Нахлынули на вас братья Сигаевы, вынырнула откуда‑то вчерашняя сельдь нежного засола и кофе "Аппетит", который нужно требовать у всех интеллигентных людей нашего века, и ножницы простейшей конструкции, необходимые для каждой честной семьи трудящегося класса, и фуражка с "любой кокардой", которую нужно выписать из Варшавы, не "откладывая в долгий ящик", и самоучитель на балалайке, который нужно сегодня же купить во всех книжных и прочих магазинах, потому что (о, ужас!) запас истощается, и кошелек со штемпелем, который можно только на этой неделе купить за двадцать четыре копейки, а пропустите срок — и всего вашего состояния не хватит, чтобы раздобыть эту, необходимую каждому мыслящему человеку, вещицу.

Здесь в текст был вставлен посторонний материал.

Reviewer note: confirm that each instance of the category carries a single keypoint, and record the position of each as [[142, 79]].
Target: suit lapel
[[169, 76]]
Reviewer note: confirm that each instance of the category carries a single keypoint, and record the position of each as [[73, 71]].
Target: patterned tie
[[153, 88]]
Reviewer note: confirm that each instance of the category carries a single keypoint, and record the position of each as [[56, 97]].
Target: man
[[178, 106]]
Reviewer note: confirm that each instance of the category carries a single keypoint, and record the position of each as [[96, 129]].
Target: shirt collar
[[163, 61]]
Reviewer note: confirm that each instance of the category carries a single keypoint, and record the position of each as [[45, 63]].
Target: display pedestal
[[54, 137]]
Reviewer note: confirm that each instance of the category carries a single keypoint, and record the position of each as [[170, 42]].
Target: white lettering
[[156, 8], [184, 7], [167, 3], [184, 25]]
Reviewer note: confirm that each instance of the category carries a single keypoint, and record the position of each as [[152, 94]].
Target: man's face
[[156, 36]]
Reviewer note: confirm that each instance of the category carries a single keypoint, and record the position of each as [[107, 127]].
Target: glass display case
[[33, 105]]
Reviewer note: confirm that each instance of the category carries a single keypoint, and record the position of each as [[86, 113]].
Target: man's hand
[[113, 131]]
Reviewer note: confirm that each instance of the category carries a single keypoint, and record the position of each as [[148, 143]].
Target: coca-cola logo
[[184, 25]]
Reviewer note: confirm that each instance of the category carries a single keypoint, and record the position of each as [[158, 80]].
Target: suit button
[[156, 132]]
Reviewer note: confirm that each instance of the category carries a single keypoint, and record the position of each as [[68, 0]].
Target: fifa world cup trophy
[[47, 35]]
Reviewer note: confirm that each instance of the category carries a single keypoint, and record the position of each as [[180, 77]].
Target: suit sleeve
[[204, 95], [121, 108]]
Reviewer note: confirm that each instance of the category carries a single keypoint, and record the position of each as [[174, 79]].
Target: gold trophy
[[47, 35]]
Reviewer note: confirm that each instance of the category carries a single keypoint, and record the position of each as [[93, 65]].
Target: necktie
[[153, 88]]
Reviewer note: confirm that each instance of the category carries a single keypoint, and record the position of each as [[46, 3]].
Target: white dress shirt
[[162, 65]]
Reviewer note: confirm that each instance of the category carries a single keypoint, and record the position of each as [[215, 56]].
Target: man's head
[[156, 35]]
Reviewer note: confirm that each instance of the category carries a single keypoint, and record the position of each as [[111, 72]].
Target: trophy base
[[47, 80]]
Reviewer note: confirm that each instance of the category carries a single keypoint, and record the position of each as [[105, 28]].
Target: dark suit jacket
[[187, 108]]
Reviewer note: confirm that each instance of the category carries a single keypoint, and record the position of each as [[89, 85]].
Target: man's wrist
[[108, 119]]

Вы вскакиваете и как угорелый вылетаете из дому. Каждая минута дорога!
Начинаете с кирпичей, кончаете профессором Бехтеревым, который, уступая горячим просьбам ваших родных, соглашается посадить вас в изолятор.

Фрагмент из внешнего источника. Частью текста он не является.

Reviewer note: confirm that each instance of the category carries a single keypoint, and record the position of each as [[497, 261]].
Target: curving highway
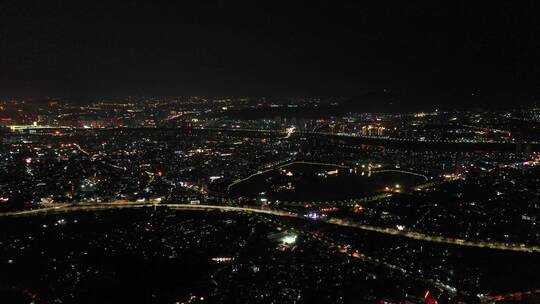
[[335, 221]]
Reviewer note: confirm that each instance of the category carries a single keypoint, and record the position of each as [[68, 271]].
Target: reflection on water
[[311, 182]]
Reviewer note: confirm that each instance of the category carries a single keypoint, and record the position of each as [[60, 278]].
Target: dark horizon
[[457, 54]]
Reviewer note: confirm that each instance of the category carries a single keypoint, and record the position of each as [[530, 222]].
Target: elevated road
[[335, 221]]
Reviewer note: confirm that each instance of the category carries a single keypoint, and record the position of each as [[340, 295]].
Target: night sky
[[458, 52]]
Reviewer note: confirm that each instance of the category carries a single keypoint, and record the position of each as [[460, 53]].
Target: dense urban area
[[267, 200]]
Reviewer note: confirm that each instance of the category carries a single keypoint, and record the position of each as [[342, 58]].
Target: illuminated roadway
[[334, 221]]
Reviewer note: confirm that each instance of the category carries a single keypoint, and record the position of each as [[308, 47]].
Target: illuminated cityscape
[[141, 191]]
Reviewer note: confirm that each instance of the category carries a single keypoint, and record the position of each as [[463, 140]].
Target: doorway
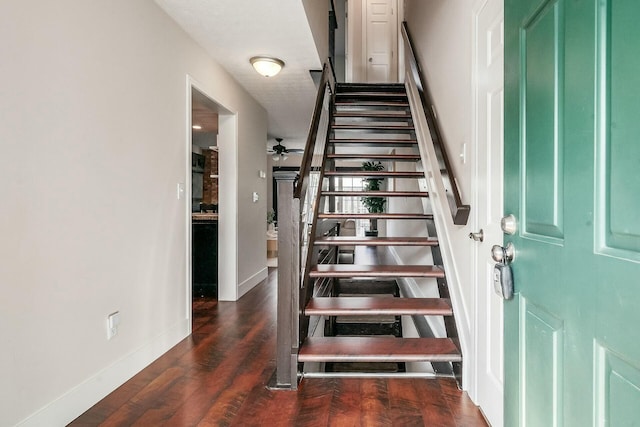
[[223, 122], [372, 48], [204, 196]]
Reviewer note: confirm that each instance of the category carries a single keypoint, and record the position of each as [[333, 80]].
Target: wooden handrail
[[328, 78], [459, 210]]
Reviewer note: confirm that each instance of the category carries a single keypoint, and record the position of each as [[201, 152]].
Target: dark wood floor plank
[[465, 413], [404, 402], [435, 410], [315, 405], [375, 402], [346, 407], [217, 376]]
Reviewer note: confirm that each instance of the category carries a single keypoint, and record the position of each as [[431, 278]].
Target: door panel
[[489, 112], [572, 96], [541, 51], [542, 365], [380, 41]]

Стены изолятора обиты мягким войлоком, и, колотясь о них головой, вы не причиняете себе серьезных увечий.
У меня сильный характер, и я долго боролась с опасными чарами рекламы. Но все‑таки они сыграли в моей жизни очень печальную роль.
Дело было вот как.
Однажды утром проснулась я в каком‑то странном, тревожном настроении. Похоже было на то, словно я не исполнила чего‑то нужного или позабыла о чем‑то чрезвычайно важном.
Старалась вспомнить — не могу.
Тревога не проходит, а все разрастается, окрашивает собою все разговоры, все книги, весь день.
Ничего не могу делать, ничего не слышу из того, что мне говорят. Вспоминаю мучительно и не могу вспомнить.
Срочная работа не выполнена, и к тревоге присоединяется тупое недовольство собою и какая‑то безнадежность.
Хочется вылить это настроение в какую‑нибудь реальную гадость, и я говорю прислуге:
— Мне кажется, Клаша, что вы что‑то забыли. Это очень нехорошо. Вы видите, что мне некогда, и нарочно все забываете.
Я знаю, что нарочно забыть нельзя, и знаю, что она знает, что я это знаю. Кроме того, я лежу на диване и вожу пальцем по рисунку обоев; занятие не особенно необходимое, и слово "некогда" звучит при такой обстановке особенно скверно.
Но этого‑то мне и надо. Мне от этого легче.
День идет скучный, рыхлый. Все неинтересно, все не нужно, все только мешает вспомнить.
В пять часов отчаяние выгоняет меня на улицу и заставляет купить туфли совсем не того цвета, который был нужен.
Вечером в театре. Так тяжело!
Пьеса кажется пошлой и ненужной. Актеры — дармоедами, которые не хотят работать.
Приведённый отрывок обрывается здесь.